Spring Lake claims new town manager hire was approved by Local Government Commission — it wasn’t 

RALEIGH — State Treasurer Dale Folwell issued a sternly worded press statement refuting a claim that the Town of Spring Lake’s new hire for town manager was approved by the Local Government Commission (LGC). 

On Oct. 10, the Spring Lake Board of Aldermen voted 3-2 to hire Justine Jones to be the new town manager. Members Adrian Jones Thompson, Sona L. Cooper and Robyn Chadwick voted yes to hiring Jones while Marvin Lackman and Raul Palacios voted against the move. 

Cooper said she “put faith in the state’s Local Government Commission, which approved the hire,” according to local news reports.  

Spring Lake had provided a list of candidates to LGC staff, but according to Folwell’s release neither the LGC staff nor the commission approved the list of candidates or the selection of any specific candidate.  

“Although our staff was silent on this hiring decision, on matters this important, we should never assume that silence is consent,” Folwell said. 

He also refuted that the LGC had approved a list of possible town manager candidates that included Jones’ name. 

“Our primary goal is to save Spring Lake from drowning and return the town to financial health and operational stability,” Folwell said in an Oct. 13 press release. “New and unsettling information has come to light about the past employment history of the individual who was offered the job. That information does not generate confidence that she is the right fit at this time to lead Spring Lake.” 

Jones was previously hired in July as the town manager in the town of Kenly, a small town of fewer than 2,000 people located in Johnston County. Spring Lake is more than five times the size of Kenly with a population of 11,600. 

She didn’t last long in the role and was fired a month later after the entire Kenly Police Department and two town clerks quit in protest. Kenly Police Chief Josh Gibson and others accused Jones of creating a “hostile work environment.” 

“It has since been learned that Jones also had a rocky employment relationship with Richland County, S.C. After Richland County terminated her employment, Jones filed an Equal Employment Opportunity Commission complaint that was dismissed, and then sued the county,” Folwell’s press release said. 

The state treasurer also mentioned the more than $500,000 in misappropriated funds uncovered for Spring Lake by the N.C. state auditor and said that “other questions about missing town property remain unanswered.” 

Folwell, who chairs the LGC, also said he will not approve the funds to hire Jones as the new town manager. 

“The town does not need a distraction from the important work they are doing to return the town to fiscal health,” he said while referring to concern over town morale as well as the potential for legal and financial liabilities of the hire. 

Spring Lake’s financial issues were so serious that the LGC voted unanimously to assume control of them in 2021. 

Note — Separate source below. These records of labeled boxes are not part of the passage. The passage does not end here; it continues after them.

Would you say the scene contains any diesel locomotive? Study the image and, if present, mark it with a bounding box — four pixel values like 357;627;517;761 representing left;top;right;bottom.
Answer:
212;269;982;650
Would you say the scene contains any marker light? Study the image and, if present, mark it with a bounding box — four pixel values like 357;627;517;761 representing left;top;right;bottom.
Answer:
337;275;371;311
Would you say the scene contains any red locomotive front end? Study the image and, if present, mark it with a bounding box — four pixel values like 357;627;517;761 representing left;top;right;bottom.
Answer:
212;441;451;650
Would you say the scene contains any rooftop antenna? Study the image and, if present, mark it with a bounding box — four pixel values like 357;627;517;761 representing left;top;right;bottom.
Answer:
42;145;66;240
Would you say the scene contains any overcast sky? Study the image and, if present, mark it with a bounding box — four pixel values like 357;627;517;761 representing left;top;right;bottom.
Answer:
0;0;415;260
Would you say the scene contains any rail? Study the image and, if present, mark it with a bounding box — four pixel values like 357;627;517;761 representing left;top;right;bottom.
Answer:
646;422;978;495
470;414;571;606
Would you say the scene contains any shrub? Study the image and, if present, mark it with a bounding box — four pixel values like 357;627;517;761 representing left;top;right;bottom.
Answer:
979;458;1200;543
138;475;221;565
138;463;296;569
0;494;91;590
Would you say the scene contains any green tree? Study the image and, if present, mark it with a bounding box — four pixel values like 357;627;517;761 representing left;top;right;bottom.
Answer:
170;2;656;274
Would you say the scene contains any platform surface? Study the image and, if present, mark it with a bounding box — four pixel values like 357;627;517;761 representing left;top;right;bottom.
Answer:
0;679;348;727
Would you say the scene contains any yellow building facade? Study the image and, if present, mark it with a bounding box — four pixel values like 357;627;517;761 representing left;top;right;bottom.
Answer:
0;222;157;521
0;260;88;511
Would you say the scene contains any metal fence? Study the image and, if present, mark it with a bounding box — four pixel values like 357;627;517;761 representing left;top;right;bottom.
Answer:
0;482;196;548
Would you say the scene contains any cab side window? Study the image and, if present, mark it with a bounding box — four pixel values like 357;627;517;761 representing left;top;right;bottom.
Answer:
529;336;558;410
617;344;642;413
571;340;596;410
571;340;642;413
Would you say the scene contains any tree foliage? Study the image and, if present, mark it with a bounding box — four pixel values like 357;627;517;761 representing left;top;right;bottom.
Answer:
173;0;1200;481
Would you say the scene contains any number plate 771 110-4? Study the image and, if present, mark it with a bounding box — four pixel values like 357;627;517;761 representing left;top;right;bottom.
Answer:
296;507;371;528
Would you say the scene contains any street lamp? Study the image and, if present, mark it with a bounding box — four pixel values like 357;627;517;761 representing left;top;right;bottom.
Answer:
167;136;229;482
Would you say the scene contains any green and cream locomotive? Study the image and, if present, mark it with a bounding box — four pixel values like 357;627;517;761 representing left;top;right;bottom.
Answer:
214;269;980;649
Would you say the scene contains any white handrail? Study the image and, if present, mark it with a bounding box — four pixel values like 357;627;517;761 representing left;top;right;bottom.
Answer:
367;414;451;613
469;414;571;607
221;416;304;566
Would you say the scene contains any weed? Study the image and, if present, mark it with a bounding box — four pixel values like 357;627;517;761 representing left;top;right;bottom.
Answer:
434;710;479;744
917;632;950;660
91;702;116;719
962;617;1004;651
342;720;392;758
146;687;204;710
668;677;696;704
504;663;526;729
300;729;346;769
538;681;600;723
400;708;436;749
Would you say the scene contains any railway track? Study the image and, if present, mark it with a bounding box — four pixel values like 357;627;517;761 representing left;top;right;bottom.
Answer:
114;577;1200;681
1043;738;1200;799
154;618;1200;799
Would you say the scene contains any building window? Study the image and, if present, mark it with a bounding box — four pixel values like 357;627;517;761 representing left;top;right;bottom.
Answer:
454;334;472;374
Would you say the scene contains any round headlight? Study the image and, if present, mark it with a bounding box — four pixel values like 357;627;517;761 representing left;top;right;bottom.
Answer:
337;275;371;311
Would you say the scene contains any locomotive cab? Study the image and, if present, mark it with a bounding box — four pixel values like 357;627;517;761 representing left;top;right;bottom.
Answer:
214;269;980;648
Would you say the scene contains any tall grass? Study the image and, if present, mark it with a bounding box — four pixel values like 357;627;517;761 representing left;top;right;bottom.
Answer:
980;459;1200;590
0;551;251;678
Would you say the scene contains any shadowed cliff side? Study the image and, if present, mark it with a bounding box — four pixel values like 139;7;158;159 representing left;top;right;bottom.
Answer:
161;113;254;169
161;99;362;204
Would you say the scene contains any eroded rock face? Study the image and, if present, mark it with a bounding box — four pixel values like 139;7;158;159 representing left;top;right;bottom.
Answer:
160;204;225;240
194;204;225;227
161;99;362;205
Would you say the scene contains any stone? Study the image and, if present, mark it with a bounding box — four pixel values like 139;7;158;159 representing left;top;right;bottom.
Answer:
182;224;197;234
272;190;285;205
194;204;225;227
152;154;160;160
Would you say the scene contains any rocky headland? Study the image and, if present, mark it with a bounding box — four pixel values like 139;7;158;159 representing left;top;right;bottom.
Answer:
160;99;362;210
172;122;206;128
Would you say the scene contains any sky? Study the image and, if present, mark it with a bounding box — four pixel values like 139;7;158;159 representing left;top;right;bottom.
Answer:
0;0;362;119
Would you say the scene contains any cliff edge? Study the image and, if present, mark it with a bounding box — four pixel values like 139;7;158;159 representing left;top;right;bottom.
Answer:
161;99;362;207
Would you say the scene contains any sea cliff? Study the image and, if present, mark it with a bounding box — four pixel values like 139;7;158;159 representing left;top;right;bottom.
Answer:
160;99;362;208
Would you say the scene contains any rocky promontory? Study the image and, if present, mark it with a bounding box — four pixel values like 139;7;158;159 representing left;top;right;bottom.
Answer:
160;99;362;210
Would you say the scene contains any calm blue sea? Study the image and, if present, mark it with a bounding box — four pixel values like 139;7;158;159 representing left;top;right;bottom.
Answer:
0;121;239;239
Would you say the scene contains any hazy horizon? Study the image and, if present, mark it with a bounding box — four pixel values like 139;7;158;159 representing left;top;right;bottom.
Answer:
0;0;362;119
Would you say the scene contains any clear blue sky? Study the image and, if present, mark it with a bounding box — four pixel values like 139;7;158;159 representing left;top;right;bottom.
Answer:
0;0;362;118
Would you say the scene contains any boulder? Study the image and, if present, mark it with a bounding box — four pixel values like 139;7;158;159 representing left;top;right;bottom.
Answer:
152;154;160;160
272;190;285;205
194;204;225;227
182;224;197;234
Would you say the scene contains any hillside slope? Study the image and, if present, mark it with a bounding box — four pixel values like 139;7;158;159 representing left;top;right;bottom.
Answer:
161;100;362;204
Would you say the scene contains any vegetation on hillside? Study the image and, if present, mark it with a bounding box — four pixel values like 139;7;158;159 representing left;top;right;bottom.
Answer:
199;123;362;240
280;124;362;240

More recently, the former town manager, Gay Cameron Tucker, pled guilty in late September to charges she embezzled more than $500,000 from the town between 2016 and 2021. The charges followed a March 2022 audit report by State Auditor Beth Wood’s office outlining that more than $430,000 in taxpayer funds were spent for personal use by Tucker and that the case had been referred to the FBI. 

The LGC had voiced concerns with Spring Lake’s leadership, including a lack of compliance with state laws and reluctance to work with LGC staff. On April 5, the LGC voted unanimously to issue a letter about those concerns to the mayor of Spring Lake and its Board of Aldermen. 

The April vote and letter followed a $1 million loan Spring Lake secured to build a fire station without getting the approval of the LGC as well as a “lack of invoices” from the town attorney related to services provided for the 2022 fiscal year to date. 

“We expect the Board of Aldermen to act like professionals and to serve their constituents with the high degree of stewardship and accountability expected of elected officials. In turn, we strive to treat them in a professional manner with respect for their office,” said Folwell. “It is our desire to allow the Board to make the best decisions possible for all taxpayers and residents. However, due to the town’s past inability to stay on course, they are under our power of the public purse, and I believe it is necessary to oppose this selection in the best interests of the community.”